Maha Suci Allah, yang telah memperjalankan hamba-Nya pada suatu malam dari Al Masjidil Haram ke Al Masjidil Aqsha yang telah Kami berkahi sekelilingnya agar Kami perlihatkan kepadanya sebagian dari tanda-tanda (kebesaran) Kami. Sesungguhnya Dia adalah Maha Mendengar lagi Maha Melihat. (Q.S. al-Isra'/17:1)


وَمِنَ اللَّيْلِ فَتَهَجَّدْ بِهِ نَافِلَةً لَكَ عَسَى أَنْ يَبْعَثَكَ رَبُّكَ مَقَامًا مَحْمُودًا


Dan pada sebahagian malam hari bersembahyang tahajudlah kamu sebagai suatu ibadah tambahan bagimu: mudah-mudahan Tuhan-mu mengangkat kamu ke tempat yang terpuji. (Q.S. al-Isra'/17:79)


كَانُوا قَلِيلًا مِنَ اللَّيْلِ مَا يَهْجَعُونَ. وَبِالْأَسْحَارِ هُمْ يَسْتَغْفِرُونَ


Mereka sedikit sekali tidur di waktu malam; Dan di akhir-akhir malam mereka memohon ampun (kepada Allah). (Q.S. al-Dzariyat/51:17)


Kata lailah dalam ketiga ayat di atas mengisyaratkan malam sebagai rahasia untuk mencapai ketinggian dan martabat utama di sisi Allah Swt.
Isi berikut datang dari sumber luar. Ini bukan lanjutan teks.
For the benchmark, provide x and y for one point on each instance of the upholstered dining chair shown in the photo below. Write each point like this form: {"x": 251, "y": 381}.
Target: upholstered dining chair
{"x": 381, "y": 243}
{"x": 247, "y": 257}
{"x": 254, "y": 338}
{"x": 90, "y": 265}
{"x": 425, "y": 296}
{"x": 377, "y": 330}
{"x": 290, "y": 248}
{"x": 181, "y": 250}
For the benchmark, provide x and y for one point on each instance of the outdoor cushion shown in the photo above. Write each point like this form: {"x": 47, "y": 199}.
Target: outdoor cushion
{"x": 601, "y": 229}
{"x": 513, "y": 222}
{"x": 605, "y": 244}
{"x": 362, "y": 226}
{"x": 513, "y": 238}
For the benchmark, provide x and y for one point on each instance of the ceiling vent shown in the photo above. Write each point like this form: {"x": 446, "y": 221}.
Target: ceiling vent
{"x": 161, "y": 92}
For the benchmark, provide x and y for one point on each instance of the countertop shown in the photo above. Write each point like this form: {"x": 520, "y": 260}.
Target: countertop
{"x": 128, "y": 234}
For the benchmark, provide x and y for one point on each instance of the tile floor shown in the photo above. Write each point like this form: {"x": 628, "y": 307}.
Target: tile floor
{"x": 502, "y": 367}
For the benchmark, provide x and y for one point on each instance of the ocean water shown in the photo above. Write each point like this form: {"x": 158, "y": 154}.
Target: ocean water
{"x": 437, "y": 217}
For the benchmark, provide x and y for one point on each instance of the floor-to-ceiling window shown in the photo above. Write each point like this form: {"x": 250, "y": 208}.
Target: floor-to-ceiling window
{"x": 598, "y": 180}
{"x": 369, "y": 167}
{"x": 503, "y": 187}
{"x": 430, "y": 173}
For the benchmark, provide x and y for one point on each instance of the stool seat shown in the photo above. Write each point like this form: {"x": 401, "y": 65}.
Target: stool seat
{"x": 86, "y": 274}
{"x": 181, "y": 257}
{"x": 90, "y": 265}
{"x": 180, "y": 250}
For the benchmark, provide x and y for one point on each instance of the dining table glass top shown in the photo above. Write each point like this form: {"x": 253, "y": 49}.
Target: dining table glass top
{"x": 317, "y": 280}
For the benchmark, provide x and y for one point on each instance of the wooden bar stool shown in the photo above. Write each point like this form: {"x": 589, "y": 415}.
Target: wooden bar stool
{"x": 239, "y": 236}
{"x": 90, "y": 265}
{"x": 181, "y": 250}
Seolah-olah jarak spiritual antara hamba dengan Tuhan lebih pendek. Ini mengingatkan kita bahwa hampir semua prestasi puncak spiritual terjadi di malam hari. Ayat pertama (Q.S. al-'Alaq/96:1-5) di turunkan di malam hari, ayat-ayat tersebut sekaligus menandai pelantikan Muhammad Saw sebagai Nabi di malam hari. Tidak lama kemudian turun ayat dalam surah Al-Muddatstsir yang menandai pelantikan Nabi Muhammad sekaligus sebagai Rasul menurut kalangan ulama 'Ulumul Qur'an. Peristiwa Isra' dan Mi'raj, ketika seorang hamba mencapai puncak maksimum (sudrah al-muntaha) juga terjadi di malam hari. Yang tidak kalah pentingnya ialah lailah al-qadr khair min alf syahr (malam lailatul qadr lebih mulia dari ribuan tahun), bukannya siang hari Ramadlan (nahar al-qadr).

Makna Lailatul Qadr

Banyak versi para ulama tentang Lailatul Qadr. Ada yang mengatakan Lailatul Qadr terjadi hanya sekali saja yaitu ketika pertama turunnya. Selebihnya sampai sekarang hanya semacam ulang tahunnya yang juga tak kurang berkahnya. Versi lain Lailatul Qadr turun setiap tahun dalam bulan suci Ramadlan hingga akhir zaman, namun waktu pastinya dirahasiakan Allah Swt.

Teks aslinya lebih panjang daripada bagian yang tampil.